The National Synchrotron Light Source (NSLS) and the Office of Basic Energy Sciences (BES) to formulate a plan for construction of a third-generation ring at NSLS instead of the current very ambitious plan for NSLS II which is a fourth-generation source. The committee commented that the scope of the current NSLS II proposal is too broad and does not take account of DOE's national facilities portfolio.

The Advanced Photon Source (APS): phase I and II upgrades were strongly supported, namely (a) to complete the installation of the remaining beamlines and to optimize the earlier beamlines, and (b) to optimize the source by means of innovative insertion devices and accelerator development.
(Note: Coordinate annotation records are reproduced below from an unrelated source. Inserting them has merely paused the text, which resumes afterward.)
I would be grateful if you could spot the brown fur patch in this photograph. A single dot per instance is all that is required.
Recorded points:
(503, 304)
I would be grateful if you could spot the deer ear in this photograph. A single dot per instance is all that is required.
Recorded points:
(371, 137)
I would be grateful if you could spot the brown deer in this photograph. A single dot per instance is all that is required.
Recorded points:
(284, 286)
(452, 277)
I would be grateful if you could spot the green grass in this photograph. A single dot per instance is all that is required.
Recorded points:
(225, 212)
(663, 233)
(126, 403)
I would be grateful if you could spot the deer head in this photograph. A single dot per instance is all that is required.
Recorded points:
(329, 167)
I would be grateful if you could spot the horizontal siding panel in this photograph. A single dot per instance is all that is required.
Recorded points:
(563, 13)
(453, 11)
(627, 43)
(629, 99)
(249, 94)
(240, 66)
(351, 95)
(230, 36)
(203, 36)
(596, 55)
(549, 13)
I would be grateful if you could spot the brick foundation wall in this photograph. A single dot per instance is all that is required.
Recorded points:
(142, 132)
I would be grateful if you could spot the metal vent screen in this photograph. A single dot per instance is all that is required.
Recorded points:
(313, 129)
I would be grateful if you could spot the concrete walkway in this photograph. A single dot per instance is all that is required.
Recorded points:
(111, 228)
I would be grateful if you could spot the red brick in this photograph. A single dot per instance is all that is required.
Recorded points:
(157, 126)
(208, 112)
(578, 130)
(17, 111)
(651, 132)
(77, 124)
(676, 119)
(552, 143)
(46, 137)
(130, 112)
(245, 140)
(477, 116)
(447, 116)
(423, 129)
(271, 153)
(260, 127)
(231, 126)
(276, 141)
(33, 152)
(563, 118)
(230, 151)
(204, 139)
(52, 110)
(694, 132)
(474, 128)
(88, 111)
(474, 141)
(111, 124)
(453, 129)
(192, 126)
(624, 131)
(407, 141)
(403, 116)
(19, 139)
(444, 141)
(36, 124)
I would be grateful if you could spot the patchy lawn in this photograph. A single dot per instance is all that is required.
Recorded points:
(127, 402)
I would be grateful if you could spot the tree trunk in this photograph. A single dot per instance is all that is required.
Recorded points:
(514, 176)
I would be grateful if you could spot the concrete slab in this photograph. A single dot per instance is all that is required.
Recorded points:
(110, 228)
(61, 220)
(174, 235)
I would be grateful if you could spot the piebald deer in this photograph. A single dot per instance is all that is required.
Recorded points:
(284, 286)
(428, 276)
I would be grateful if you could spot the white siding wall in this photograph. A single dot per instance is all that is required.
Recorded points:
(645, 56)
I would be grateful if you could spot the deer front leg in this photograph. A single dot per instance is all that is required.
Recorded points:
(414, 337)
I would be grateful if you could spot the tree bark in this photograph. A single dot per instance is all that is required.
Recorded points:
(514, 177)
The Advanced Light Source (ALS): support of their upgrade proposal to go to full energy injection and higher current, as well as to replace obsolescent insertion devices (IDs) and beamlines with state-of-the-art IDs and new beamlines.

Stanford Synchrotron Radiation Laboratory (SSRL) is currently undergoing an upgrade that will make it a third-generation X-ray source.

Among the new facilities in the immediate future, one proposal that ranked very highly in both quality of proposed science and facility readiness was the Linear Coherent Light Source (LCLS). This free-electron laser (FEL) facility is essential for exploring future science using intense femtosecond coherent X-ray beams. The knowledge gained from operation of this facility is critical for providing preliminary assessments of many science drivers for these new intense coherent fast X-ray sources and providing critical guidance to the planning and ultimate success of several future proposed X-ray FEL (XFEL) sources that offer exciting new prospects for future scientific endeavors in BES. The BESAC subcommittee enthusiastically supported this project.

The committee commented that if predicted successes of LCLS are realised, the community will demand a full-scale, state-of-the-art, fully coherent, superbright, multiplexed, diffraction-limited facility, the so called `Greenfield' XFEL. The committee feels that the appropriate research and development that could enable this facility must go forward. Critical areas that need improvement include gun technology, detector optimization and electron beam stability, as well as continued advances in the scientific case. Within five years, experience with XFEL science and technology should mature to the point that a decision can be made on the scope of any future Greenfield XFEL facility.